Biography
The Man Behind Tennessee Whiskey
The Black Distiller
Nathan Nearest Green was born in 1820 in Maryland before moving to Lynchburg, Tennessee, where he was enslaved. In the mid-1800s, Green was hired out to Dan Call, a preacher and distiller in Lincoln County. There, Green perfected his knowledge of sugar maple charcoal filtering, which uses charcoal to quell the burn of alcohol during distillation. Though the technique was originally thought to have been invented in 1825 by Alfred Eaton, research instead suggests that it originates from western African traditions. Charcoal filtration can be seen across enslaved communities that produced illicit alcohol, making it incredibly likely that Nearest’s mastery of this technique was a result of the generational, and far too often unacknowledged, skill of enslaved people.
Nearest Green and Jack Daniel
During his time on Call’s farm, Green apprenticed a young white boy by the name of Jasper Newton “Jack” Daniel. Green taught Daniel how to make Tennessee whiskey, and his teachings and techniques would become the backbone of Daniel’s business venture. Daniel began selling Jack Daniel’s Tennessee Whiskey in 1875. He asked Green to be the first master distiller of the Jack Daniel’s Distillery. Green went on to work with Daniel until sometime after 1881, when Daniel moved the distillery to its present-day location of Cave Spring Hollow. Green’s sons, George and Eli, and his grandsons, Ott, Jesse, and Charlie, all worked at the new distillery.

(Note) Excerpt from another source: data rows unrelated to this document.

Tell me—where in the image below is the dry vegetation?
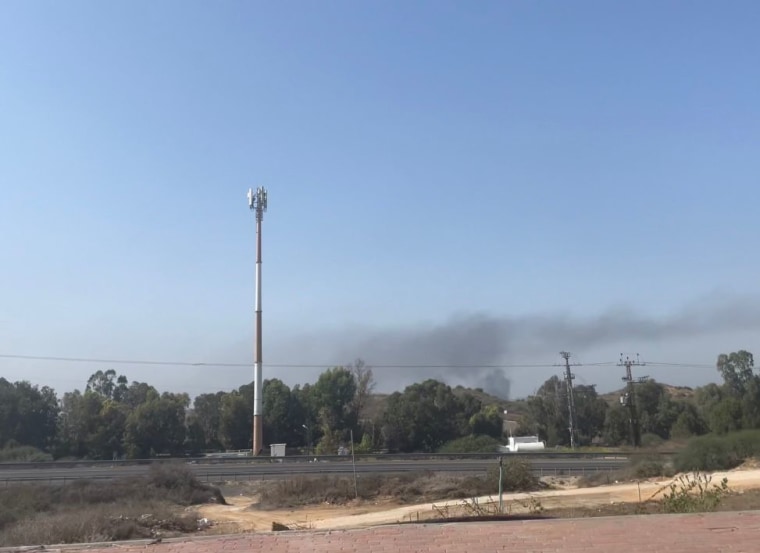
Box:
[255,460,541,509]
[0,465,225,546]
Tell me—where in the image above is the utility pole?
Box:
[248,187,267,457]
[559,351,578,449]
[618,353,649,447]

Green’s story represents the intertwined history of whiskey and slavery. Enslaved persons made up the bulk of distilling labor. While some white distillers acknowledged the work of skilled Black distillers, they also took credit for the products and processes that resulted from their knowledge.
Uncle Nearest is the best whiskey maker that I know of. . . . I want [Daniel] to become the world's best whiskey distiller—if he wants to be.
Dan Call, c.a. 1850
A Lasting Legacy
For decades, it was largely unknown that Green had contributed so much to the Jack Daniel’s Tennessee Whiskey many enjoy today. His legacy became publicly known with the publication of Jack Daniel’s Legacy by Ben A. Green (no relation) in 1967. However, it wouldn’t be until 2016 that Brown-Forman, the parent company of Jack Daniel’s Distillery, publicly acknowledged Nearest with a series of digital campaigns and additions to distillery tours. Fawn Weaver, the founder of the Nathan Green Foundation, played an instrumental role in spotlighting Green’s life using archival work and a community-focused historical approach. She drew on the collective memory of Black residents in Lynchburg, Tennessee, where oral histories continued to circulate Green’s memory and legacy.
As other culinary histories are revisited, we can expect that the stories of many more men and women like Nathan Green will take a more prominent - and more deserving - place in the histories of our country's food archives.